Beef/Mutton/Chicken 750g – 1Kg
Tomato (medium) (sliced) 3 pcs / 250g
Ginger Paste 1½ tbsp
Oil/Ghee 1 Cup / 200ml
Basmati Rice (soaked for 30 minutes) 600–750g
Garlic Paste 1½ tbsp
Yogurt (whipped) 1 Cup / 200g
Tavaazo Yakjni Pulao Masala 1 packet – 50g
In a pan, add 3–4 glasses of water for chicken and 6–7 glasses of water for beef or mutton.
Add 1 tablespoon each of ginger, garlic paste, and Tavaazo Yakjni Pulao Masala. Cover and cook on medium heat until the meat becomes tender.
When half of stock remains, strain the stock and keep meat; discard the residue spices.

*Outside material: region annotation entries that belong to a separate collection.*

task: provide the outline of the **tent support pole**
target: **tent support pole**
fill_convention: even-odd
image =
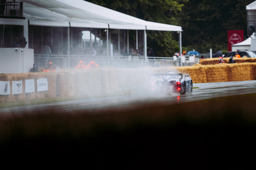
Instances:
[[[28,48],[28,44],[29,42],[28,41],[28,21],[27,20],[24,20],[24,26],[23,26],[23,36],[26,38],[26,40],[27,42],[27,44],[26,46],[26,48]]]
[[[70,68],[69,27],[68,27],[68,68]]]
[[[129,30],[127,30],[127,54],[129,54]]]
[[[182,49],[181,46],[181,31],[180,31],[179,47],[180,47],[180,56],[181,56],[181,54],[182,54]]]
[[[109,61],[108,59],[108,55],[109,55],[109,41],[108,41],[108,29],[107,29],[107,65],[109,65]]]
[[[136,50],[139,49],[138,46],[138,30],[136,30]]]
[[[118,30],[118,51],[120,52],[120,30]]]
[[[147,54],[147,32],[146,30],[144,30],[144,58],[145,66],[147,66],[148,62],[148,55]]]

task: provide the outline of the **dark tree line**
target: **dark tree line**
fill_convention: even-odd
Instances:
[[[245,7],[254,0],[87,0],[150,21],[181,26],[182,50],[227,50],[227,31],[243,30],[247,37]],[[158,56],[171,56],[178,47],[176,32],[147,31],[148,47]]]

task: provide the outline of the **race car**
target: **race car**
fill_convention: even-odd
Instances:
[[[165,74],[154,74],[149,75],[151,90],[157,93],[171,95],[177,93],[184,95],[191,94],[193,89],[193,82],[189,75],[182,73],[176,74],[167,72]]]

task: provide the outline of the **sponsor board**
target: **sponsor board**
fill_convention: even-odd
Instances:
[[[12,81],[12,93],[13,95],[17,95],[22,93],[22,80]]]
[[[37,91],[48,90],[48,81],[47,79],[39,79],[37,80]]]
[[[25,80],[25,91],[26,93],[35,92],[35,79]]]
[[[6,95],[10,94],[10,81],[0,81],[0,95]]]
[[[232,50],[232,45],[244,40],[244,30],[234,30],[228,31],[228,50]]]

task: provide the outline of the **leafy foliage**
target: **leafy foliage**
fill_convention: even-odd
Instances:
[[[226,50],[228,30],[243,30],[247,35],[245,7],[254,1],[189,0],[180,15],[182,45],[201,52]]]

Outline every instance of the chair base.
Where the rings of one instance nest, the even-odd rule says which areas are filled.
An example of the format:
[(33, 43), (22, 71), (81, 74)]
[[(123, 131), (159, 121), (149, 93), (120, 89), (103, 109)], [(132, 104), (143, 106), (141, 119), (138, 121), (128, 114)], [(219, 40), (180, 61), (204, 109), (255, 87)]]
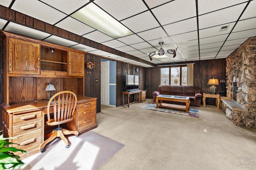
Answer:
[(44, 152), (45, 150), (45, 149), (44, 149), (45, 145), (49, 142), (52, 141), (54, 139), (57, 137), (60, 137), (60, 139), (64, 141), (65, 145), (66, 145), (66, 148), (69, 148), (70, 146), (68, 144), (68, 139), (67, 139), (64, 136), (64, 135), (67, 135), (70, 134), (75, 135), (76, 137), (78, 137), (79, 133), (78, 132), (76, 131), (70, 131), (65, 129), (60, 129), (60, 127), (57, 128), (51, 133), (46, 135), (44, 136), (45, 137), (49, 137), (49, 138), (40, 144), (39, 147), (38, 148), (38, 150), (40, 150), (41, 152)]

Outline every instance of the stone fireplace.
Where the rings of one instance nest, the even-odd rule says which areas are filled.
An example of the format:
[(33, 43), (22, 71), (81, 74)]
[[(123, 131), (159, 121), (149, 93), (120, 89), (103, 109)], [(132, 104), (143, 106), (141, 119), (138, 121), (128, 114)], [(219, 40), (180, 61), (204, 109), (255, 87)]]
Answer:
[(238, 126), (256, 128), (256, 37), (248, 39), (226, 59), (227, 97), (247, 109), (222, 108)]

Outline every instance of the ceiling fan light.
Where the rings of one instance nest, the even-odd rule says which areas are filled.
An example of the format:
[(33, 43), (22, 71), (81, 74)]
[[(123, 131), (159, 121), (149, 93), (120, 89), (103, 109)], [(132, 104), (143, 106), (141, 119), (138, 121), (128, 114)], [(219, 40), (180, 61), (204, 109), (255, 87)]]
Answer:
[(172, 50), (170, 49), (167, 50), (167, 53), (168, 53), (169, 54), (174, 54), (174, 51), (175, 51), (174, 50)]
[(151, 57), (156, 54), (156, 51), (153, 51), (148, 54), (149, 57)]
[(164, 53), (164, 53), (164, 49), (161, 48), (158, 51), (158, 55), (163, 55), (164, 54)]

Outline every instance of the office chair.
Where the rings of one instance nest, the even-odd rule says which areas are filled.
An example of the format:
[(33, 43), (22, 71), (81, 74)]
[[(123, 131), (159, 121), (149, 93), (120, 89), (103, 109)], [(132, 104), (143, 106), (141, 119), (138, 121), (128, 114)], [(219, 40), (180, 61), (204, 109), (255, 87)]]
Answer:
[[(45, 151), (45, 145), (57, 137), (60, 137), (65, 143), (66, 147), (69, 148), (68, 140), (64, 135), (73, 134), (76, 137), (78, 136), (78, 132), (63, 129), (60, 125), (71, 121), (73, 119), (74, 114), (77, 98), (76, 94), (72, 92), (64, 91), (59, 92), (54, 95), (49, 100), (47, 105), (47, 119), (46, 124), (49, 126), (58, 125), (58, 127), (45, 136), (50, 136), (49, 138), (39, 145), (39, 150), (41, 152)], [(53, 109), (53, 117), (50, 114)]]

Heat oil/ghee, fry onions until they become golden. Take out half of the onions and set aside.
Fry the remaining ginger, garlic paste, and meat in the same oil or ghee with the same onions for 2–3 minutes.
Add yogurt, stir continuously, and cook for 5 minutes. Then add stock, boil on high flame, and add soaked rice. Cover and cook on medium flame. When the water is reduced, cook on low flame for 15 minutes. When the rice is cooked, spread the fried onion. Mix well and turn off the flame.
* Serve with raita and fresh salad, along with Shami kabab and green chutney.